The in vitro stimulatory effects of genistein on MCF-7 cells were largely overlooked until this isoflavone was also found to stimulate the growth of mammary tumors in ovariectomized athymic mice implanted with these cells. It was subsequently shown that neither daidzein nor its metabolite equol has such effects and genistein is without effect on ER-negative breast cancer cells. In the basic model demonstrating stimulation, after tumors reach a cross-sectional area of ~30–40 mm2, the estrogen pellet, which is implanted to stimulate tumor growth, is removed, resulting in tumor regression in mice consuming a soy-free diet. In contrast, after an initial period of regression, tumor regrowth occurs in mice fed a soy-free diet that is supplemented with a variety of genistein/genistin-containing products.
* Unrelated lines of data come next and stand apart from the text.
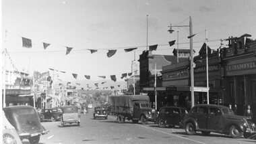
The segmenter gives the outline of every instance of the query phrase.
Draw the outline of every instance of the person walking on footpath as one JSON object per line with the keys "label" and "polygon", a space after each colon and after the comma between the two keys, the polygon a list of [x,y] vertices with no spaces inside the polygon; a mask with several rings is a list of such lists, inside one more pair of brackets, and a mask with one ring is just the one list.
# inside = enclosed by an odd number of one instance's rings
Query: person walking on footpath
{"label": "person walking on footpath", "polygon": [[251,110],[251,106],[248,105],[247,109],[245,111],[244,115],[245,117],[249,117],[251,119],[253,119],[253,111]]}

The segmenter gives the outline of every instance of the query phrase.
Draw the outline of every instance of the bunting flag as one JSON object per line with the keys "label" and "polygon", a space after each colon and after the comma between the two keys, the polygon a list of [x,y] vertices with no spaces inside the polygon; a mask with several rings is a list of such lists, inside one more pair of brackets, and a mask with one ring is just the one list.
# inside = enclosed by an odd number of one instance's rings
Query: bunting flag
{"label": "bunting flag", "polygon": [[116,81],[117,81],[116,75],[111,75],[111,76],[110,76],[110,78],[111,78],[111,80],[113,80],[114,82],[116,82]]}
{"label": "bunting flag", "polygon": [[89,50],[91,52],[91,54],[96,52],[98,50]]}
{"label": "bunting flag", "polygon": [[105,76],[98,76],[98,77],[102,78],[106,78]]}
{"label": "bunting flag", "polygon": [[150,46],[150,51],[156,50],[157,48],[158,48],[158,44]]}
{"label": "bunting flag", "polygon": [[193,34],[193,35],[189,35],[189,36],[187,37],[187,38],[191,38],[192,37],[193,37],[193,36],[195,36],[195,34]]}
{"label": "bunting flag", "polygon": [[44,45],[44,49],[46,50],[48,46],[49,46],[51,44],[43,42],[42,44]]}
{"label": "bunting flag", "polygon": [[128,76],[131,76],[131,74],[133,74],[132,72],[128,73]]}
{"label": "bunting flag", "polygon": [[84,75],[84,77],[86,77],[86,78],[88,80],[90,80],[90,78],[91,78],[91,76],[88,75]]}
{"label": "bunting flag", "polygon": [[30,39],[22,38],[22,47],[26,48],[32,48],[32,42]]}
{"label": "bunting flag", "polygon": [[169,45],[170,45],[170,46],[173,46],[174,44],[175,44],[175,42],[176,42],[176,40],[173,40],[173,41],[170,41],[170,42],[169,42]]}
{"label": "bunting flag", "polygon": [[74,78],[77,78],[77,74],[72,74],[73,76],[74,77]]}
{"label": "bunting flag", "polygon": [[17,78],[16,80],[15,80],[15,86],[20,86],[20,82],[22,81],[22,78]]}
{"label": "bunting flag", "polygon": [[48,76],[47,81],[50,82],[51,80],[51,76]]}
{"label": "bunting flag", "polygon": [[131,52],[134,50],[136,50],[137,49],[137,48],[127,48],[127,49],[125,49],[125,52]]}
{"label": "bunting flag", "polygon": [[122,79],[123,78],[126,78],[127,76],[127,73],[125,73],[125,74],[122,74],[122,77],[121,77]]}
{"label": "bunting flag", "polygon": [[108,50],[108,52],[106,54],[106,56],[108,58],[110,58],[111,56],[114,56],[114,54],[116,54],[116,52],[117,52],[116,50]]}
{"label": "bunting flag", "polygon": [[73,48],[69,48],[69,47],[66,47],[67,48],[67,52],[66,52],[66,55],[69,54],[70,51],[73,49]]}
Research from the above-described model also shows that genistein inhibits the efficacy of tamoxifen and letrozole, and that despite containing similar amounts of genistein/genistin, tumor growth is positively related to the degree to which the isoflavone-containing product has been processed. For example, soy flour (the least processed soyfood evaluated) does not stimulate tumor growth (although it does not allow regression to occur), whereas isolated genistein stimulates tumors to a greater extent than mixed isoflavones. This processing effect has helped garner support for the use of minimally processed soyfoods by breast cancer patients but has also led to strong warnings against the use of soy (isoflavone) supplements. However, this distinction among different genistein-containing products has not been tested clinically. Such investigations are warranted given that recent evidence indicates that the “processing effect” is not applicable to humans.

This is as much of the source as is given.